By delineating the transcriptional dynamics of sixteen genes in peripheral blood across different stages of a multi-stage TB mouse model, the distinct phases of disease progression were effectively stratified. In the Early Active TB group, expression of Bhlhe40 and Fosl2 increased, while Rgs1 remained unchanged. Conversely, a broad downregulation was observed for Clec2d, Nlrp12, Gadd45b, Papd4, Fam111a, Nfkbid, Il1r2, Wrb, Ets2, Spns1, Lynx1, Trim34a, and Kmo. Overall, the majority of genes in the profile were significantly downregulated compared to the healthy control group (Figure 4A). In the Middle Active TB group, gene expression further polarized. Rgs1, Gadd45b, Bhlhe40, Fosl2, Nfkbid, and Ets2 were upregulated, whereas Il1r2, Papd4, Nlrp12, Fam111a, Wrb, Clec2d, Spns1, Lynx1, Trim34a, and Kmo were downregulated (Figure 4B). In the Latent TB group, Rgs1, Gadd45b, Bhlhe40, Nfkbid, and Fosl2 remained elevated. Papd4, Fam111a, Ets2, Lynx1, Clec2d, and Wrb showed no significant change, while Spns1, Nlrp12, Trim34a, Kmo, and Il1r2 were downregulated. Notably, expression levels of multiple genes recovered to or approached those of the healthy group, suggesting a relative equilibrium between the host and Mtb (Figure 4C). In the Late Active TB group, Bhlhe40 was upregulated, and Fosl2, Papd4, and Rgs1 remained unchanged. However, Fam111a, Nlrp12, Gadd45b, Clec2d, Lynx1, Trim34a, Spns1, Nfkbid, Wrb, Ets2, Kmo, and Il1r2 were downregulated. Compared to the Middle Active stage, the expression levels of numerous genes within the signature once again fell below those of the healthy group. Distinct relapse modalities significantly impacted the expression profiles (Figure 4D). In the Induced Relapse group, Bhlhe40, Papd4, Ets2, and Nlrp12 remained unchanged, while Fam111a and Lynx1 were downregulated (Figure 4E). In contrast, the Spontaneous Relapse group exhibited upregulation of Bhlhe40 and Papd4, downregulation of Ets2 and Nlrp12, and unchanged expression of Fam111a and Lynx1(Figure 4F). These discrepancies imply underlying mechanistic differences between induced and spontaneous reactivation.

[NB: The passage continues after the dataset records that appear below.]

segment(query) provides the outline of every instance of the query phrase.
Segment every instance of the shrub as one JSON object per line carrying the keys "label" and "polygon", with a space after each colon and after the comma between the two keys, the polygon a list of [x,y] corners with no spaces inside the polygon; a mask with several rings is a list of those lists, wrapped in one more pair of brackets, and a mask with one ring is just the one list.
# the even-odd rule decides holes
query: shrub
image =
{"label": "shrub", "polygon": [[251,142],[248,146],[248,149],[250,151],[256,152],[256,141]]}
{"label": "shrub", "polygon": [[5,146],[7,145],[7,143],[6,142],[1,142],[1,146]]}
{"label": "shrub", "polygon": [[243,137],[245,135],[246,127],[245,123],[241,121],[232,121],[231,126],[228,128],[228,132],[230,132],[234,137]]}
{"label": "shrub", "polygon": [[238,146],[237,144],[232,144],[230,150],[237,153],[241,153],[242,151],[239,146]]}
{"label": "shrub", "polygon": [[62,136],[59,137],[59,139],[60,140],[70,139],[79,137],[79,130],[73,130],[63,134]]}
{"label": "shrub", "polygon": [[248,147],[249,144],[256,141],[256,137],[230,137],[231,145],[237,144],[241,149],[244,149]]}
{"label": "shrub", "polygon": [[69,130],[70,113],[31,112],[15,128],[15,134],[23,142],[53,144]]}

In summary, a systematic analysis of the 16 candidate genes in the peripheral blood of the multi-stage murine TB model revealed dynamic characteristics of the gene expression profile (Table 2).

3. Discussion

Historically, LTBI animal models were obtained by three main paradigms: optimization of infection and drug treatment conditions, host gene modification, and the use of attenuated bacteria [18,19,20,21,22]. Building upon the optimization of infection and drug treatment conditions, a rapid multi-stage mouse model exhibiting characteristic pathological and bacteriological features was established and refined, demonstrating strong practical applicability. Peripheral blood from mice at different stages of a multi-stage tuberculosis model was subjected to lncRNA sequencing. Analysis of the dynamic expression patterns of lncRNAs and mRNAs across disease progression revealed a dynamic and multilayered host response network. Key molecular indicators corresponding to each stage of the multi-stage tuberculosis model were subsequently identified. Kmo, Il1r2, Trim34a, and Spns1—across all active infection phases form a stable molecular “infection footprint,” effectively distinguishing infected from non-infected states. Furthermore, rapid alterations in Wrb, Spns1, and Papd4 marked early active Mtb infection, whereas the delayed responses of Rgs1, Gadd45b, Fosl2, and Nfkbid represented the peak of immune activation during the middle active infection stage. Collectively, these genes delineate the immune landscape of the multi-stage murine TB model, capturing the critical transitions from acute infection to latency and subsequent relapse.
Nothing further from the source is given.